第六話-2
「えっ!?」
思わず大きな声が出るけれど、心底驚いてしまっている。
確かに今は女の子になっているけれど、俺は元々男なんだ。
瑠璃が手伝ってくれてメイクや髪型は綺麗にしているけれど、それはモテたいからじゃなくて、瑠璃の近くに居てもおかしくない恰好をしたいだけ。
彼氏が欲しいとか、そういう事は考えたこともない。
でも、事情を知らない人からすれば、『ただの可愛い女の子』というのが今の俺だ。
メイクも髪型も拘って、周囲に可愛いアピールしている柚葉ちゃんと、変わりなく見えているんだ。
可愛い子アピール・・・。
急に身震いがしてきた。
風が俺の体温を奪ったわけじゃない。
今、登校して来ている生徒のうち、男たちがみんな、俺を見ているように感じたからだ。
坂を上ってくる長身の生徒。近くを通り過ぎる生徒。少し離れた場所を歩く生徒。自転車で坂を上る生徒。友達と坂道ダッシュをする生徒・・・。
そのどれもこれもが、俺を見ている。それは・・・
奇異の目。
好奇の目。
性的対象として見ている目。
俺の視界に入る全ての男の目が俺を見ているように、全身を目で嬲られているような感覚に襲われた。
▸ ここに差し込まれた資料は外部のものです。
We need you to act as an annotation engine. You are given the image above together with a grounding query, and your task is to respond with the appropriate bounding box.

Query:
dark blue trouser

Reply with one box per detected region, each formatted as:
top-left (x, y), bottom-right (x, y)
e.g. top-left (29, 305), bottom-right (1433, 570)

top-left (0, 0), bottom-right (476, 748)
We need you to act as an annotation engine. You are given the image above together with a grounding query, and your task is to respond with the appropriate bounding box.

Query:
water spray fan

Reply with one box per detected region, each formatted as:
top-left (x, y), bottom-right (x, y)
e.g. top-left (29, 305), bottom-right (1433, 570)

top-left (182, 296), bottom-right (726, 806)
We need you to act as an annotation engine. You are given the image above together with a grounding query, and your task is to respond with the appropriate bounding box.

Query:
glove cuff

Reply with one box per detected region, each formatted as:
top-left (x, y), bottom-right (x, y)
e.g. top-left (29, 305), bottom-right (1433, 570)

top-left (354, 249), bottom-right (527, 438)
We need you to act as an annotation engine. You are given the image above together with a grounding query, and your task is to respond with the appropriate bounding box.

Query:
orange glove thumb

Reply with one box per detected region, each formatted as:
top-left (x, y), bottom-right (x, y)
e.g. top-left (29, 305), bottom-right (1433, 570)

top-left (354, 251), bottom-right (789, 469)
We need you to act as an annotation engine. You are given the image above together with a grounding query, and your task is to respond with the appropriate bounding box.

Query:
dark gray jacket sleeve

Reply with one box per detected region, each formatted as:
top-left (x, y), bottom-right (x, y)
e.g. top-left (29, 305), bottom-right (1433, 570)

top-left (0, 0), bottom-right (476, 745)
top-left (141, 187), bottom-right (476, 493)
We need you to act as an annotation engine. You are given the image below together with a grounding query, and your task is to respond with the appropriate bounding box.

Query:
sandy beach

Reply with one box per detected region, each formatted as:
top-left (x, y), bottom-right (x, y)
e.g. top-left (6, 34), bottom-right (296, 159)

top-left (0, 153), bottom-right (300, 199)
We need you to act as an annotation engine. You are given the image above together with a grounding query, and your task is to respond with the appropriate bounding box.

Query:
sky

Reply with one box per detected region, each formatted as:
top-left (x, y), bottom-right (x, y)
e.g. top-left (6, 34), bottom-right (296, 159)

実際は違うと頭ではわかっているのに、心がその重さに耐えきれない。
『おいおい、女になった男がいるぜ?』
『元男の癖に良い身体してるじゃないか』
『可愛くなって男誘いたいのか?』
『元男って事で、相手にしてくれる奴も居ないんだろ?押したらワンチャンあるんじゃないか?』
『おいおい、あれで元男かよ。メイクもばっちりして、彼氏漁りたいんじゃないのか?』
『可愛けりゃ元が男でもいいか。相手をしてくれる奴がいればありがたがるんじゃないか?』
・・・
違うのは判っているけれど、そんな事を考えていたら?と思うと、気分が悪くなる。心臓が激しく打ち、喉が干上がる感じがする。首の後ろあたりにジワリと脂汗が滲み、胃のあたりに違和感が出だす。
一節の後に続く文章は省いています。